Quit Simon, then enter these lines into Terminal:

defaults write com.dejal.simon2 WebDebugMode YES
defaults write com.dejal.simon2 PortDebugMode YES
defaults write com.dejal.simon2 PingDebugMode YES

(or whichever one of those services you use)

Then send me the Console log output when all the tests are failing.

In a future version, I plan to split each check out to a separate process (some already do use separate processes, e.g. Port-based tests), which should eliminate resource-based issues. I might have to consider bringing that feature forward to 2.6.

wedix's picture

Interesting

I modified the setting "Interval between checks" to 5 seconds instead of 1 seconds like it was before. Do you think it should help?
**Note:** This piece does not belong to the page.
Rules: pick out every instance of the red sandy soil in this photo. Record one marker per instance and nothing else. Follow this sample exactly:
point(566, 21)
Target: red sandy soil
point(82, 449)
Most of my tests are taking about a second to complete so they are never more than 1 test running at the same time (at least not that I can see in the Checks section).

The default timeout is 1 minute yes, the checks runs every 10 minutes and if a failure occurs the test will run again in 30 seconds. I wouldn't mind changing these values although doing it for over 100 tests is a pain. Although I've located the Tests.simon xml file, I just need some details on the Interval Units variable, does 0 = seconds and 1 = minutes?

Thanks!

David Sinclair's picture

Re: Interesting

Yes, 0 = seconds, 1 = minutes, etc.

The interval between checks preference applies to manual checks; scheduled checks occur at whatever frequency from the previous check.

wedix's picture

Interval between checks did it.

Just wanted to let you know what was going on with this issue. I changed the interval between checks 4 days ago and I didn't have this problem since then.

David Sinclair's picture

Re: Interval between checks did it.

Glad to hear it. Makes sense... the more tests you have, the more time you need to allow for them to avoid bogging down the OS's resources.

Thanks for the update.